Weston-Favell, July 18. 1747. DEAR SIR, I DESIRE you to accept my thanks for the variety of beautiful lines which you sent me to chuse a motto from. They are all elegant, but not sufficiently expressive of the design of the piece. Therefore I imagined the following quotation from Dr Young somewhat more suitable:

Night is fair virtue's immemorial friend;
The conscious moon, through every distant age,
Has held a lamp to wisdom.

You advised me to add a sort of note to the passage objected to by Mr, relating to the spark's being visible. In pursuance of your direction I subjoined the following:

"I beg leave to inform the young gentleman, whose name dignifies my dedication, that this was a remark of his worthy father, when we rode together, and conversed in a dusky evening.

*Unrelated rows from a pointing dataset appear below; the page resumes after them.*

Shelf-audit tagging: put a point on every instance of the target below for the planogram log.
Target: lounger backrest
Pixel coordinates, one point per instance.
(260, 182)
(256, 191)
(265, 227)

I mention this circumstance, partly to secure the paragraph from contempt, partly to give him, and the world, an idea of that eminently serious taste which distinguished my worthy friend. The less obvious the reflection, the more clearly it discovers a turn of mind remarkably spiritual, which would suffer nothing to escape without yielding some spiritual improvement. And the meaner the incident, the more admirable was that fertility of imagination, which could deduce the noblest truths from the most trivial occurrences."

Will not this be looked upon as a sly underhand artifice whereby the author extols himself?

Does the famous Dutch philosopher, Nieuentyt (I think is his name), treat of the heavenly bodies? If he does, be so good, in case he dwells in your study, to send him on a week's visit to me. Watt's treatise on astronomy I should be glad to peruse.

Dr

The Hymn to the Moon, whoever is meant by Scriblerus Decimus Maximus, is very poetical. I durst not venture to add what is wanting to render it a complete address, lest it should become like the visionary image, whose head was of gold, his feet of iron and clay.

My transient remarks on Dr Rymer's Representation of Revealed Religion are lost. I must desire leave to postpone my observations on the other books.-I am, dear sir, &c.

LETTER XXXIX.

Weston-Favell, Aug. 8. 1747.

DEAR SIR,-AFTER my thanks for what passed in yesterday's interview, give me leave to add my acknowledgments for the perusal of your poem entitled The Deity. It is a noble piece, quite poetical, truly evangelical, and admirably fitted to alarm and comfort the heart, to delight and improve the reader. I must desire to read it again.

I visited the poor condemned malefactor; found him an ignorant person; aimed chiefly at these two grand points, to convince him of the heinousness of his sin, and shew him the all-sufficiency of the Saviour to obtain pardon even for the very vilest of offenders. To preach and teach Jesus Christ, is our office; to make the doctrine effectual, God's great prerogative. Nothing more occurs, but that I am, &c.

LETTER XL.

Weston-Favell, Aug. 8. 1747. DEAREST MR. I OUGHT to take shame to myself, for suffering so kind a letter, received from so valuable a friend, to remain so long unanswered. Upon no other consideration than that of my enfeebled and languishing constitution, can I excuse myself, or hope for your pardon. My health is continually upon the decline, and the springs of life are all relaxing. Mine age is departing, and removing from me as a shepherd's tent. Medicine is baffled; and my physician, Dr Stonehouse, who is a dear friend to his patient, and a lover of the Lord Jesus, pities, but cannot succour me. This blessing, however, together with a multitude of others, the divine goodness vouchsafes to gild the gloom of decaying nature, that I am racked with no pain, and enjoy the free undisturbed exercise of my understanding.